Separating instruments in the mix can be done in a number of ways. Using different sound spectrums is one. This can be done by using different guitars to start with as a tele has a very different sound to a Les Paul. Obviously that is expensive but using different pickups or tweaking tone controls/EQ will also help to separate instruments. The second thing is to use the pan pots so the guitars are separated in space, one stage left one stage right.

Having said all this my guess is that most of your problems stem from sound spillage on stage. Most bands play too loud and you mention ear protection. When you play loud your guitars are picked up by any mics on stage and put into the mix. When you are setting up get the other guitarist to play with his channel turned down on the mixer if you mic or DI him but with everything else at the levels you would normally use. If any guitar at all is coming through the PA or monitors you have found part of your problem and this will be doubled when you are playing.

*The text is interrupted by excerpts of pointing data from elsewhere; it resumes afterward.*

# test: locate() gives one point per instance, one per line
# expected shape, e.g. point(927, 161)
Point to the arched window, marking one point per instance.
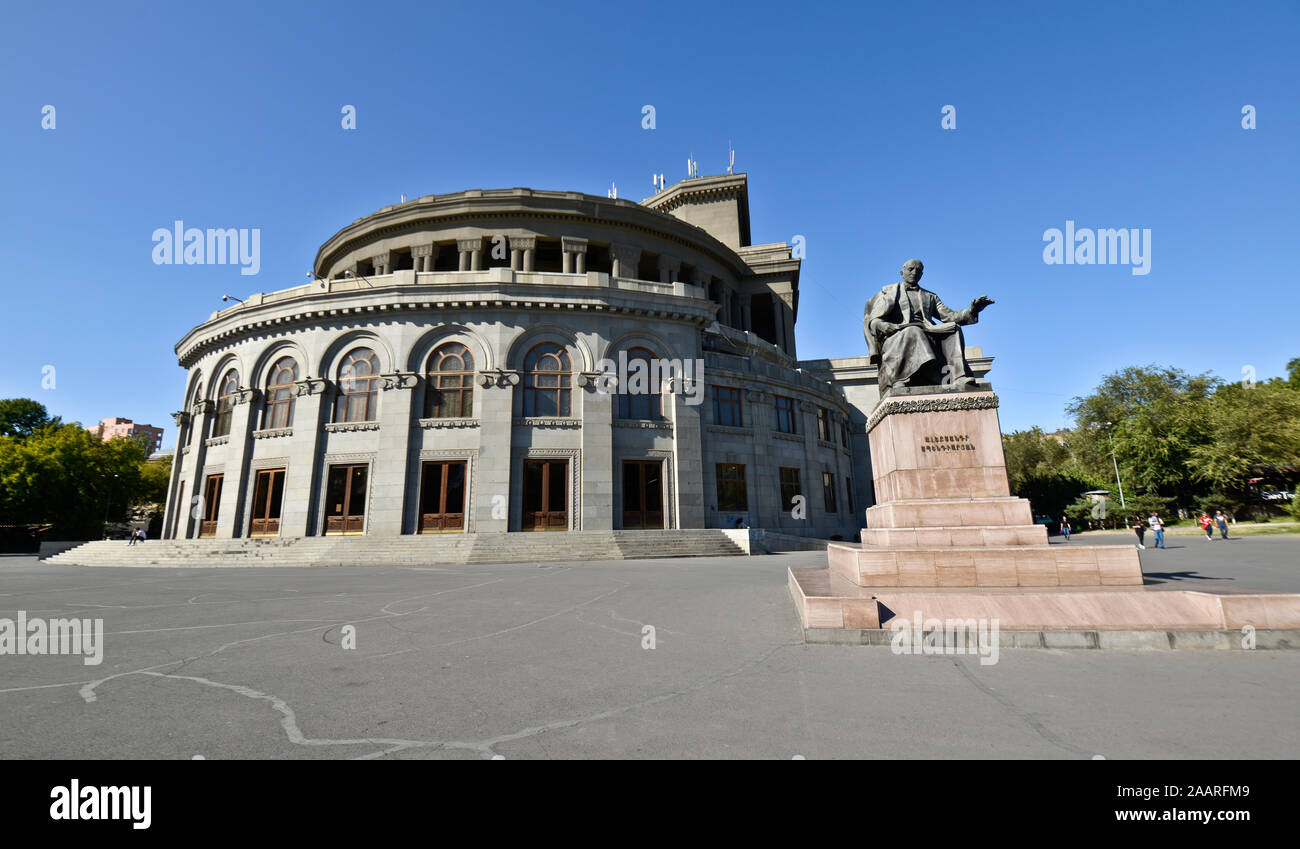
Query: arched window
point(546, 381)
point(640, 398)
point(358, 386)
point(225, 403)
point(189, 407)
point(280, 393)
point(450, 389)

The trouble with multiple pathways for sound is that they arrive at different times and really muddy the sound you hear. The solution to this is to turn down but you can help by moving mics and your backline amps so they don't point at each other.

Once you've done this you can look at your monitoring. It may be that the audience hears a better sound balance than you do. This is really quite common.

Cheers
#6
Quote by Phil Starr
Once you've done this you can look at your monitoring. It may be that the audience hears a better sound balance than you do. This is really quite common.


On this - it's worth having a look at where you're playing; you mentioned messing around during practices, trying to get seperate tones - what sort of room are you practicing in and how are you set up in it? And where are you standing in the practice room? What about on stage? What about everyone else in the band - how are they percieving the sound?

The sound'll change fairly significantly depending on where the sound is coming from (where the amps are) and where the listener is standing in relation to the sources - there's too many variables for me to know about or explain in a post, if you described your practice/live set-up I/someone else might be able to help a bit more.